Menos storytelling e mais storydoing
Depois de uma marca de sorvetes e uma fabricante de sucos terem sido pegas na mentira (apresentaram histórias fictícias como verdadeiras para atrair os consumidores), era de se esperar que as empresas e suas agências de publicidade iniciassem um movimento na direção de uma comunicação mais honesta e menos fantasiosa. No entanto, além das que já vinham adotando essa postura, desafio os leitores a apontar quem tenha mudado sua postura nos últimos meses. Os bancos continuam mostrando um mundo de atendimento perfeito, as operadoras de telecom continuam entregando menos do que prometem, as cervejarias continuam colocando a mulher como objeto de consumo e a comida, qualquer comida, é sempre mais bonita na propaganda do que na mesa do consumidor.
A contação de histórias ou, na versão “gurmetizada”, storytelling vem sendo utilizada desde o advento da linguagem, esse atributo a que pesquisadores como o biológico chileno Humberto Maturana atribuem à origem do humano. Só que a partir do momento em que, ainda na época da faculdade de jornalismo (faz tempo...) me caiu no colo o livro “A Psicanálise dos Contos de Fadas”, de Bruno Bettelheim, aprendi a cultivar não apenas uma, mas uma verdadeira colônia de pulgas atrás da orelha. Toda vez que escuto ou leio uma história de um mundo perfeito, suspeito. E suspeito ainda mais quando ela vem da publicidade, um segmento que, infelizmente, ganha muito mais dinheiro manipulando as necessidades e os desejos do consumidor do que, de fato, estabelecendo uma comunicação honesta entre quem quer vender um produto ou serviço e quem, de fato, precisa dele.
O que, no entanto, muitos publicitários ainda parecem ignorar é que o consumidor evoluiu e, mesmo que ainda haja muito peixe que se fisga até sem isca, outra parcela considerável já tem clareza sobre os seus direitos e amplifica o barulho nas redes sociais ao menor sinal de desrespeito. No final da década de 90, ouvi uma história de um publicitário que havia migrado para o branding que trouxe uma clareza a esse tema que até então eu não tinha visto. De maneira bem simples, ele dizia que as propagandas do tipo “família Doriana”, que vendiam um mundo de harmonia plena, eram reféns da ética da limitação, onde tudo é tão perfeito que o consumidor se sente inibido. Ele até avalia positivamente a propaganda, mas, intimamente, conclui que o que está sendo vendido não é para o seu bico. Na outra ponta, estaria a ética da limitação, com a comunicação de um mundo possível, concebido em torno de uma mensagem “aspiracional” – para usar uma expressão que já foi muito querida pelos publicitários. Diferentemente do primeiro grupo, esse tipo de propaganda inspiraria o consumidor a caminhar na direção do produto ou serviço que está sendo vendido - isso, claro, a depender da necessidade de consumo.

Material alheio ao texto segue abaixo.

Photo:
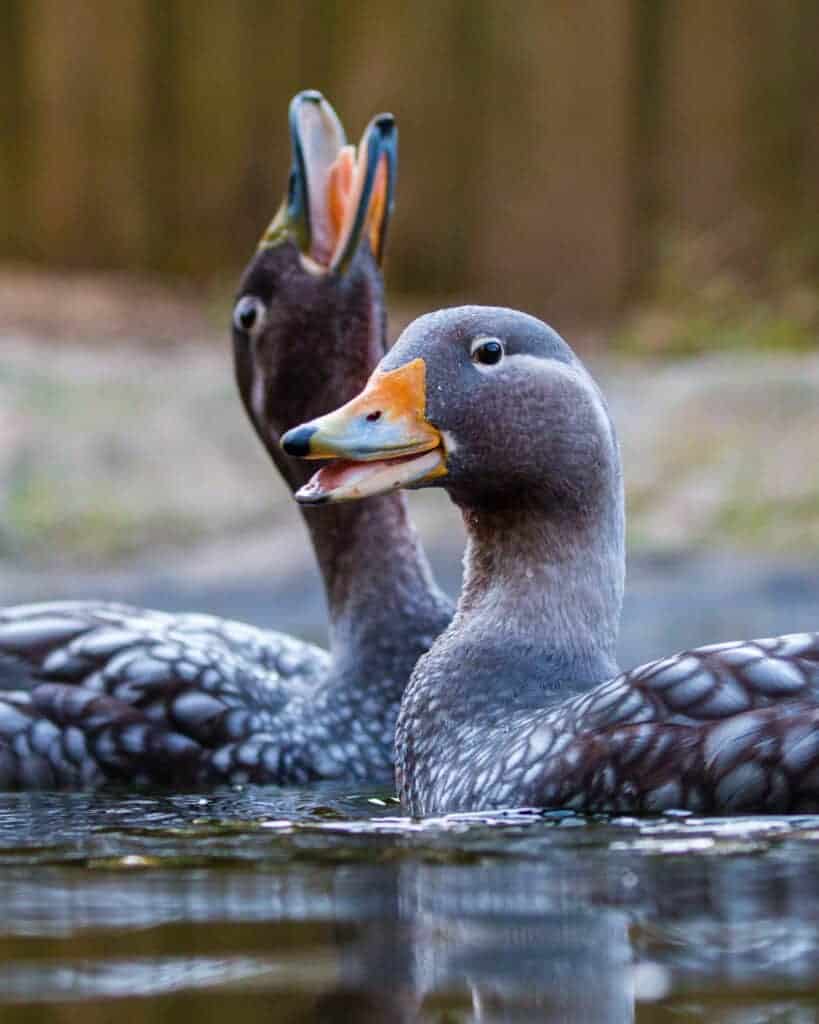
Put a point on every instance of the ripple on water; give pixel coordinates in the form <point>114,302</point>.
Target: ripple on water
<point>314,893</point>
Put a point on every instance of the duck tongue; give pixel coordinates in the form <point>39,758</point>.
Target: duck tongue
<point>342,480</point>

Aí é que o storytelling costuma, muitas vezes, fazer um papel perigoso: o de criar necessidade onde ela, em princípio, não existe. Ou, pior, de correlacionar uma necessidade real do consumidor a uma história fictícia, criada exclusivamente para fisgar esse consumidor por algo que ele valoriza, porém o produto ou serviço promovido não oferece. O exemplo da empresa de sucos que inventou a história de que suas laranjas vinham da fazenda do seu Francisco não é mera licença poética, embora alguns publicitários tenham corrido em defesa da empresa e da agência responsável pela criação da campanha.

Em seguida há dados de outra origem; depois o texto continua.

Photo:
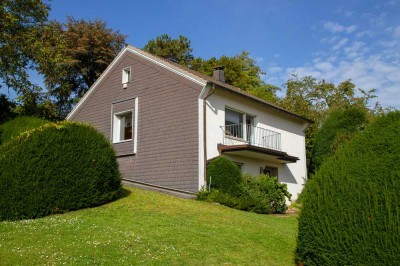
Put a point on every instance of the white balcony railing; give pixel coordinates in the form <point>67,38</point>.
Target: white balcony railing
<point>236,134</point>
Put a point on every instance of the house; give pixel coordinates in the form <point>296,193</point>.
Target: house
<point>166,121</point>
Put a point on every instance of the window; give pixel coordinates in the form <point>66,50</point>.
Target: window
<point>122,127</point>
<point>234,126</point>
<point>126,76</point>
<point>233,123</point>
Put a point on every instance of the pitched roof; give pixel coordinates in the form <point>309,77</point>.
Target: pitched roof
<point>206,79</point>
<point>190,74</point>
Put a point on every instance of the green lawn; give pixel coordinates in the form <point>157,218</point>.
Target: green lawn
<point>150,228</point>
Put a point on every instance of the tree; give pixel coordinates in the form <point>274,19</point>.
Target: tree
<point>177,50</point>
<point>240,70</point>
<point>18,19</point>
<point>73,55</point>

Inventar uma história e deixar claro tratar-se de uma mera ficção é outra coisa. E o consumidor não se sente desrespeitado quando a comunicação é claramente fantasiosa. Na outra ponta, as empresas que têm adotado uma comunicação que aproxime a promessa da entrega vêm colecionando pontos e admiração. Algumas até já perceberam que comunicar o próprio “walk the talk” pode ser um excelente negócio. A Whole Foods, por exemplo, uma das empresas mais admiradas dos Estados Unidos e líder do movimento do Capitalismo Consciente, lançou a campanha “Values Matter” (Valores Importam), materializando aquilo que qualquer consumidor que vá a uma de suas lojas pode ver na prática: gente mais preocupada em fazer história do que contar.